To find the final temperature of the mixture, we can use the principle of conservation of energy, which states that the total energy of a closed system remains constant.
We can assume that no heat is lost to the surroundings, so the heat lost by the hot water will be equal to the heat gained by the cold water.
The equation we will use is:
Q_lost = Q_gained
where Q_lost is the heat lost by the hot water, and Q_gained is the heat gained by the cold water.
The formula to calculate the heat lost or gained is:
Q = m * c * ΔT
where Q is the heat gained or lost, m is the mass of the water, c is the specific heat capacity of water (which is approximately 4.184 J/g°C), and ΔT is the change in temperature.
Let's start by calculating the mass of the hot water:
mass_hot_water = density * volume = 1.00 g/mL * 110.0 mL = 110.0 g
Now we can calculate the heat lost by the hot water:
Q_lost = m * c * ΔT = 110.0 g * 4.184 J/g°C * (95.00 °C - final_temperature)

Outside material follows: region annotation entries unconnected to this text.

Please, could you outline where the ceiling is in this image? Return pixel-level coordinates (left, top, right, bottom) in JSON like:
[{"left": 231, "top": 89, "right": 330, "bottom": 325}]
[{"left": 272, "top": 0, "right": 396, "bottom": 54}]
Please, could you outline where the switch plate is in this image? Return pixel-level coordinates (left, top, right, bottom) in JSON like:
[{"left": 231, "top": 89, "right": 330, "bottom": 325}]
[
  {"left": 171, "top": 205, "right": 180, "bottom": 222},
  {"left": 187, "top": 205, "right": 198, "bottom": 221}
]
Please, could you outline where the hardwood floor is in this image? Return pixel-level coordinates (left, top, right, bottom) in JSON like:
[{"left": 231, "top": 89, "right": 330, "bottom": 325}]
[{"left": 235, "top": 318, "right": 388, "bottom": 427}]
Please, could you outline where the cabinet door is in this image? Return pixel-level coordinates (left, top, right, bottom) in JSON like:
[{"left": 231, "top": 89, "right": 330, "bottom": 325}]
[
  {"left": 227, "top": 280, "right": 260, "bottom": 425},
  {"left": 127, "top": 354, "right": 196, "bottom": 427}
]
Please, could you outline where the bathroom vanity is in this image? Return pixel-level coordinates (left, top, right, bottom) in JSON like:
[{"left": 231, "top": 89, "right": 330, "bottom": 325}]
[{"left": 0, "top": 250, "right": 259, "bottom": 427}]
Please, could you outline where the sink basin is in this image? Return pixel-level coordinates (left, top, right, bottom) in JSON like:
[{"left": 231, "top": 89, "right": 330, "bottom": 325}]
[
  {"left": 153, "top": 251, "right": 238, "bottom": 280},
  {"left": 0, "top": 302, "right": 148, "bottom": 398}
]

Next, let's calculate the mass of the cold water:
mass_cold_water = density * volume = 1.00 g/mL * 320.0 mL = 320.0 g
Now we can calculate the heat gained by the cold water:
Q_gained = m * c * ΔT = 320.0 g * 4.184 J/g°C * (final_temperature - 25.00 °C)
Using the principle of conservation of energy, we can equate the two equations:
110.0 g * 4.184 J/g°C * (95.00 °C - final_temperature) = 320.0 g * 4.184 J/g°C * (final_temperature - 25.00 °C)
Now, we can solve this equation to find the final temperature.
110.0 g * (95.00 °C - final_temperature) = 320.0 g * (final_temperature - 25.00 °C)
Simplifying the equation, we get:
10340.0 g°C - 110.0 g * final_temperature = 13312.0 g°C - 320.0 g * final_temperature
Rearranging the equation:
320.0 g * final_temperature - 110.0 g * final_temperature = 13312.0 g°C - 10340.0 g°C
210.0 g * final_temperature = 2972.0 g°C
final_temperature = 2972.0 g°C / 210.0 g
final_temperature = 14.152 g°C
Therefore, the final temperature of the mixture is 14.152 °C.